What's the first thing you see at the top of every jewelry store web page, or perhaps at the top of almost all web pages? Usually the store logo is up there, and usually the logo is also a link back to the home page of the website.
Google's image search relies on some type of indicator to determine what every image or photo is about. For your store logo you should actually name the image the same as your store.
As an example, "John's Jewelry Store" top logo should have the image name johns-jewelry-store-logo.jpg. That image name is descriptive enough for Google to understand who to relate it to and how to relate it to them.
Many jewelers will also have very large images on their home page of products, ads, or their storefront. Each one of these images should also be fully named. The storefront photo should have a name like johns-jewelry-store-storefront-photo.jpg. Other large home page images of jewelry should at least include the name of the jewelry designer, for example chamilia-charm-bracelet.jpg.
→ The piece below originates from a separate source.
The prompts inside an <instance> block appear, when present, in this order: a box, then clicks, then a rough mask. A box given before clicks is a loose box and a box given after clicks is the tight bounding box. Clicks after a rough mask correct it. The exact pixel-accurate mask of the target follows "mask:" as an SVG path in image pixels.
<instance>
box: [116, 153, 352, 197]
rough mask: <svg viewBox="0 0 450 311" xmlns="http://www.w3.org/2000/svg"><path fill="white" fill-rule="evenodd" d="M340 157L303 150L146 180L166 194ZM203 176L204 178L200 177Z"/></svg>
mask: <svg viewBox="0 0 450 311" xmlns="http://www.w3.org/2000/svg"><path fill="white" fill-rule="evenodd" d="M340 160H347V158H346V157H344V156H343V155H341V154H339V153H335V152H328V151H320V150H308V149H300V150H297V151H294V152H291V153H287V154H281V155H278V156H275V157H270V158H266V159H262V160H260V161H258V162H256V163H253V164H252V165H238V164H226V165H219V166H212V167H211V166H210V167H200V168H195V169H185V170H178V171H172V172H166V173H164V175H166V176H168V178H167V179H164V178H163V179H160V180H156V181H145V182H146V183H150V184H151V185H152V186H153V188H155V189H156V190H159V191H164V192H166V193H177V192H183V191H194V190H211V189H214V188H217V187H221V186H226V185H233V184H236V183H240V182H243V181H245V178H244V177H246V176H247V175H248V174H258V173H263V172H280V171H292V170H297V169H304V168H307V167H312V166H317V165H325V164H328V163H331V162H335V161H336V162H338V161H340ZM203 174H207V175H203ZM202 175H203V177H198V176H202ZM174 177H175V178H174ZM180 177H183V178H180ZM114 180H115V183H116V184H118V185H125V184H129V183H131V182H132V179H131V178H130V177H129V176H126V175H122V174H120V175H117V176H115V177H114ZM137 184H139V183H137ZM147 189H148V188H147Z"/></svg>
You should always keep in mind that image names are more important every day. The online clutter of images increases every day as more people share photos from their smartphones. Every day millions of users are sharing photos from their iPhones with the same "IMG" file name and millions more are sharing photos from their Androids with the same "date format" file name. Google will struggle to decipher these identical named images and reward higher SERP ranking to anyone who dares to be different.
You can stand out from the crowd by naming your images better than most others.